Headquarter and principal place of business in Hong Kong: Room 2607 26th Floor West Tower Shun Tak Centre 200 Connaught Road Central Hong Kong

Notes:

  1. A member entitled to attend and vote at the meeting is entitled to appoint another person as his/her/its proxy to attend and vote instead of him/her/it. A shareholder of the Company who is the holder of two or more shares of the Company may appoint more than one proxy to represent him and vote on his/her/its behalf at the meeting. A proxy need not be a member of the Company.

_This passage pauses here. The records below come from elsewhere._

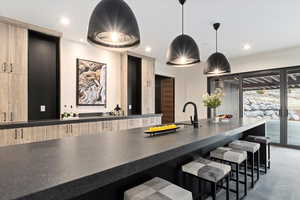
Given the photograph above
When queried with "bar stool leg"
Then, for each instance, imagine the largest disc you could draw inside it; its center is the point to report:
(269, 153)
(252, 170)
(258, 163)
(267, 158)
(245, 179)
(237, 182)
(227, 187)
(214, 191)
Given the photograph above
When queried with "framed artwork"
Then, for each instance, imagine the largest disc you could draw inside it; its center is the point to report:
(91, 83)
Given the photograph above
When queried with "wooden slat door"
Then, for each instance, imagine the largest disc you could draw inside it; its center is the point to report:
(17, 74)
(3, 72)
(167, 100)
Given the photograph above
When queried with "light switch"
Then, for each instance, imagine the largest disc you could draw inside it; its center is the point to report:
(43, 108)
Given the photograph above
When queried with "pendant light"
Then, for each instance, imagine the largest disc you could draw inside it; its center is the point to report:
(183, 51)
(217, 63)
(113, 25)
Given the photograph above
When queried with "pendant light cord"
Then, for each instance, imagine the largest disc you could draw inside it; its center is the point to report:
(182, 18)
(216, 40)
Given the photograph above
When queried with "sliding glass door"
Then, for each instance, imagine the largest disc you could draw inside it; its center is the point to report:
(270, 94)
(230, 86)
(262, 100)
(293, 107)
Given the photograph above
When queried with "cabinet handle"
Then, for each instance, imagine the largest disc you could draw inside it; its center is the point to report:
(4, 67)
(67, 128)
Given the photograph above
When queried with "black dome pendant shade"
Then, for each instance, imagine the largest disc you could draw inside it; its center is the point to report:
(113, 25)
(217, 63)
(183, 51)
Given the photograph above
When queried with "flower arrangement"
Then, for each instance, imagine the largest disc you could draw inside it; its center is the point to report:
(214, 100)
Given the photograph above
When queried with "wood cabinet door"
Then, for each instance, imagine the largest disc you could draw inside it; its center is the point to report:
(134, 123)
(167, 101)
(84, 129)
(4, 47)
(4, 113)
(4, 137)
(17, 97)
(17, 79)
(14, 136)
(18, 50)
(148, 86)
(33, 134)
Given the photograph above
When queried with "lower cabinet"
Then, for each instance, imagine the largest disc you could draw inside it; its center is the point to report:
(123, 124)
(43, 133)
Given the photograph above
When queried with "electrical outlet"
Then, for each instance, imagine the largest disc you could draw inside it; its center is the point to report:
(43, 108)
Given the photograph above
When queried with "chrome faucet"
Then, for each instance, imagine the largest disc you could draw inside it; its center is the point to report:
(195, 120)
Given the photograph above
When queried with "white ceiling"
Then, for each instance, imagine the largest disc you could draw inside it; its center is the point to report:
(265, 24)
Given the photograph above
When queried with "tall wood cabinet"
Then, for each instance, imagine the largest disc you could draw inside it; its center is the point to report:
(148, 83)
(13, 73)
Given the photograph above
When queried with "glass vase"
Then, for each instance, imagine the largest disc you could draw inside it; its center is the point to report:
(213, 113)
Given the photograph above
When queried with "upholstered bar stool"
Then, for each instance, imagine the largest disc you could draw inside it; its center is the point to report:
(157, 189)
(208, 171)
(233, 157)
(265, 149)
(252, 149)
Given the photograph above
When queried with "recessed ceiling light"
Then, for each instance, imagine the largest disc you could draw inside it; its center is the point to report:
(64, 21)
(247, 47)
(148, 49)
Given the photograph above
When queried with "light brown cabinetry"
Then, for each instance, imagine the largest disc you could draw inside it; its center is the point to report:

  2. Whether or not you intend to attend the meeting in person, you are encouraged to complete and return the enclosed form of proxy in accordance with the instructions printed thereon. Completion and return of a form of proxy will not preclude a member from attending and voting in person at the meeting or any adjournment thereof and, in such event, the instrument appointing a proxy shall be deemed to be revoked.

  3. In order to be valid, the form of proxy, together with a power of attorney or other authority, if any, under which it is signed, or a notarially certified copy thereof must be deposited with the Company’s branch share registrar and transfer office in Hong Kong, Boardroom Share Registrars (HK) Limited, at Room 2103B, 21/F, 148 Electric Road, North Point, Hong Kong, not less than 48 hours before the time fixed for holding of the meeting or any adjournment thereof.

  4. In the case of joint holders of shares of the Company, any one of such joint holders may vote at the meeting, either in person or by proxy, in respect of such share as if he/she/it was solely entitled thereto, but if more than one of such joint holders are present at the meeting personally or by proxy, that one of the said persons so present whose name stands first on the register of members of the Company in respect of such shares shall alone be entitled to vote in respect thereof.

  5. The resolutions set out in this notice shall be decided by way of poll.

As at the date of this notice, the Executive Directors are Dr. Xu Zhihong, Mr. Zhao Yi Wen, Mr. Lu Kailin (formerly known as Mr. Lyu Xiangrong) and Mr. Leung Kin Pang; the Non-executive Director is Dr. Wang David Nin-kou; and the Independent Non-executive Directors are Mr. Li Yang, Mr. Zou Haiyan and Mr. Siu Miu Man, Simon, MH.